The authors set out to address these unresolved questions by analyzing a cohort of 1,076 patients with AML in first remission (CR1) reported to the PETHEMA registry, in whom MRD was evaluated immediately post-induction by MFC in local laboratories over a period of 20 years (1999-2019). Most of the patients were younger than 60 years (76%), and they were classified with favorable, intermediate, and adverse cytogenetics according to 2010 Medical Research Council (MRC) criteria, modified to include data on CEBPA, NPM1, and FLT3-ITD mutational status where available. An MRD threshold of 0.1 percent was selected for downstream analysis of cumulative incidence of relapse (CIR) and overall survival (OS). They found that patients with MRD less than 0.1 percent (n=599) had a 29 percent lower CIR and a 27 percent lower risk of death compared with patients with MRD greater than 0.1 percent (N=477). Median relapse-free survival for patients with MRD less than 0.1 percent versus greater than 0.1 percent was 28 versus 14 months, respectively, thus confirming an association between MRD detection at first remission and inferior survival, as seen in previous studies.

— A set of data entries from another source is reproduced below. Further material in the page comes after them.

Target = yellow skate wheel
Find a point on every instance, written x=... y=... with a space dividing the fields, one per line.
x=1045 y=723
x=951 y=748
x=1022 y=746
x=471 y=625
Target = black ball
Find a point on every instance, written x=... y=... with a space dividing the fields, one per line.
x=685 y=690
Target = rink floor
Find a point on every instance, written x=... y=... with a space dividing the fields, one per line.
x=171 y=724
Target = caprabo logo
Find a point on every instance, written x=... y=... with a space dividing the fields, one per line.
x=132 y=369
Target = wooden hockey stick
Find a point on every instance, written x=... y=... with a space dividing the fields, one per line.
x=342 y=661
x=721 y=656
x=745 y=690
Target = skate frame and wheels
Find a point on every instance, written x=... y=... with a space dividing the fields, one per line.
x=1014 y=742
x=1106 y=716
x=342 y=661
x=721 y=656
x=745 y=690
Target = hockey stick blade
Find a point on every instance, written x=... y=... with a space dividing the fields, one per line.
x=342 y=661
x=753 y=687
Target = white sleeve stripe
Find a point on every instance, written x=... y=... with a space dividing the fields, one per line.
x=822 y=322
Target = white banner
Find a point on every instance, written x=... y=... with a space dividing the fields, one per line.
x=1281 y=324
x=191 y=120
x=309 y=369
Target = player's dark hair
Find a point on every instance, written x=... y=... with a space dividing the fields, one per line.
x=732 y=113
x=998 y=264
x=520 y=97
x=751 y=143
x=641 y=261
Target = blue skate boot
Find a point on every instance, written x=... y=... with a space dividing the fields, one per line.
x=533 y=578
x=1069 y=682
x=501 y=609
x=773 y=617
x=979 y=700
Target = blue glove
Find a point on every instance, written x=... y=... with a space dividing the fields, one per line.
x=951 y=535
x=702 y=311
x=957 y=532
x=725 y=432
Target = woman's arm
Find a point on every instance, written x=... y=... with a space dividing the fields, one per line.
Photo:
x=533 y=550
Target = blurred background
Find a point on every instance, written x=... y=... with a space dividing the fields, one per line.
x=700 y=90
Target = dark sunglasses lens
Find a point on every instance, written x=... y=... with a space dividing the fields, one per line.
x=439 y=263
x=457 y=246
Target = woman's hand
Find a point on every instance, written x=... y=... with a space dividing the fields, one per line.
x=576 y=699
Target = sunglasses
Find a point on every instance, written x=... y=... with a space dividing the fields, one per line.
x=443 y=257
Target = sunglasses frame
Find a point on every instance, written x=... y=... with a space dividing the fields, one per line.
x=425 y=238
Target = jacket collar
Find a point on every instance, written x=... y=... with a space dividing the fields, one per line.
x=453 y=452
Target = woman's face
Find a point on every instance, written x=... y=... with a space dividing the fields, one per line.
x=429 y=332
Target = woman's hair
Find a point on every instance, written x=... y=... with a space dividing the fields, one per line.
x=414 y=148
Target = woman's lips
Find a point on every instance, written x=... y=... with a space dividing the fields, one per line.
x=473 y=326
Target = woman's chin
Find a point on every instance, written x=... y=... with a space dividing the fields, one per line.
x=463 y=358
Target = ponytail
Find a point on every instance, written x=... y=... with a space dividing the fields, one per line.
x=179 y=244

Further analyses yielded several interesting findings that have not been reported previously. In subgroup analysis, the prognostic value of MRD status in CR1 was limited to patients with adverse genetics and to those receiving chemotherapy alone for consolidation. MRD status had no statistically significant impact on CIR, relapse-free survival, or OS among patients undergoing hematopoietic stem cell transplantation (HSCT), suggesting that HSCT may overcome MRD positivity in risk-adapted protocols, particularly in patients with intermediate genetic risk. In multivariable analyses, together with patient age, white blood cell count, genetic risk, and postconsolidation therapy, MRD status had no independent prognostic value for CIR but did have a statistically significant impact on OS (HR, 1.30). However, stratification by time period uncovered that the independent prognostic value of MRD status in OS was only observed in the more recent PETHEMA LMA 2010 protocol, in keeping with improved MFC assessment of MRD over time. In a recursive partitioning model, the authors determined that age was the single best discriminator of OS; among cases of patients older than 60 years, MRD status did not significantly impact OS. To assess methodological heterogeneity of decentralized MRD assessment using MFC, the authors surveyed hospitals regarding techniques used in the PETHEMA LMA 1999, 2007, and 2010 protocols. The responses revealed significant heterogeneity intra- and inter-protocols, reflecting a lack of standardization at the national level.
In Brief
This study provides a critical “real-world” analysis of decentralized MRD assessment in a large patient population with a long follow-up period. While the study corroborates some observations from prior studies, it raises numerous important concerns. The authors found that, in contrast to observations from a recent meta-analysis by Dr. Sarah A. Buckley and colleagues,5 nearly all aspects of MFC-based MRD testing had an impact on its ability to predict outcomes in AML. These findings stress the need for careful design and standardization of MFC panels developed in individual laboratories, and support the ELN statement discouraging MRD assessments in centers without relevant experience.3 Adequate standardization of this technique will ultimately improve risk stratification of patients with AML, thereby facilitating clinical decision-making outside trials. These authors advocate for 0.1 percent, which may be a higher threshold than other series. Furthermore, as there is increasing interest in post-remission maintenance therapies with targeted agents, the parameters established for MFC-standardized will likely provide a framework to guide standardization for MRD with molecular results.
Competing Interests
Dr. Kagan and Dr. DeZern indicated no relevant conflicts of interest.